Après dix ans de débats et après qu'a été abandonnée l'idée d'installer ces réserves à Cergy-Pontoise, c'est le site de Liévin qui est désormais retenu. Or, quarante conservateurs viennent d'adresser à la ministre de tutelle une lettre en urgence sur la nécessité de concilier la protection des oeuvres avec le souci de les rendre accessibles au public, aux chercheurs et aux conservateurs. Comment ceux-ci pourront-ils étudier ce qui se trouvera si loin d'eux ? Les oeuvres seront toujours sur les routes. La coupure géographique ne peut que perturber l'exigence scientifique. Avez-vous évoqué la question avec les conservateurs que vous avez entendus ? En avez-vous auditionnés qui soient hostiles à ce déplacement ?
Par ailleurs, l'État ne finance que 51 % de l'opération, grâce aux ressources tirées du Louvre Abu Dhabi, et la région Nord-Pas de Calais apporte les 49 % restants. Une telle répartition rappelle plutôt la constitution du capital d'une entreprise privée. Les mauvaises langues prétendent même qu'on assiste là à une OPA de la Région sur le Louvre ! Il n'est pas douteux que, en finançant quasiment la moitié de l'équipement, cette dernière aura des exigences à faire valoir. Qui, en définitive, gardera la main sur les réserves ?

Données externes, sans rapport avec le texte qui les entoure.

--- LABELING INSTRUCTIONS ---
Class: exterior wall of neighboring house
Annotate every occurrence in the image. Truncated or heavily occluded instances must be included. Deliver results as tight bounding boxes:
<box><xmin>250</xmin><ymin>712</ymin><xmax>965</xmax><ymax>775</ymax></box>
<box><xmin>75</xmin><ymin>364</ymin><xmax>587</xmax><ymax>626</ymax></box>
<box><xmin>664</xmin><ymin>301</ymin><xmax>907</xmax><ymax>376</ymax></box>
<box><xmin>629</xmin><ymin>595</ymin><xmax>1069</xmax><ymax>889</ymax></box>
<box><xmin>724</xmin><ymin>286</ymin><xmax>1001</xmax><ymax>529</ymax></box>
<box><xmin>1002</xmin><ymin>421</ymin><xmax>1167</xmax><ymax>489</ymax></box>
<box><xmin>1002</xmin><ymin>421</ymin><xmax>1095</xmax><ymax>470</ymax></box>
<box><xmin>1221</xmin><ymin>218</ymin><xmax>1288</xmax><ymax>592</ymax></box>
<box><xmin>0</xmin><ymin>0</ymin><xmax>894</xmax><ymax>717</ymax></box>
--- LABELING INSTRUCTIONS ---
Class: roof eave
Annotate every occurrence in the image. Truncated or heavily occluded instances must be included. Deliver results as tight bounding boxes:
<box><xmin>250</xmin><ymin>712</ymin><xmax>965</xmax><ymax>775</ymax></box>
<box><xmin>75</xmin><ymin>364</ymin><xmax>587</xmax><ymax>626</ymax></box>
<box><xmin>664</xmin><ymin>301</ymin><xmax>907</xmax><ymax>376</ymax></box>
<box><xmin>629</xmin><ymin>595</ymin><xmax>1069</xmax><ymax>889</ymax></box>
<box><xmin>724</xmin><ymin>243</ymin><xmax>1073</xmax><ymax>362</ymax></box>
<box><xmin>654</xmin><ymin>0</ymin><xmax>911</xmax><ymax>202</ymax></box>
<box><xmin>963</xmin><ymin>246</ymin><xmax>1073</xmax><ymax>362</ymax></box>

Sur la question de l'inaliénabilité, votre rapport fait preuve de beaucoup de prudence. Toute autre position reviendrait en effet à un saut dans l'inconnu. La vérité artistique d'aujourd'hui n'est pas nécessairement celle de demain. Méprisé durant des décennies, l'art pompier fait aujourd'hui certaines belles salles du musée d'Orsay. Sans l'inaliénabilité, ces oeuvres n'auraient pas été protégées.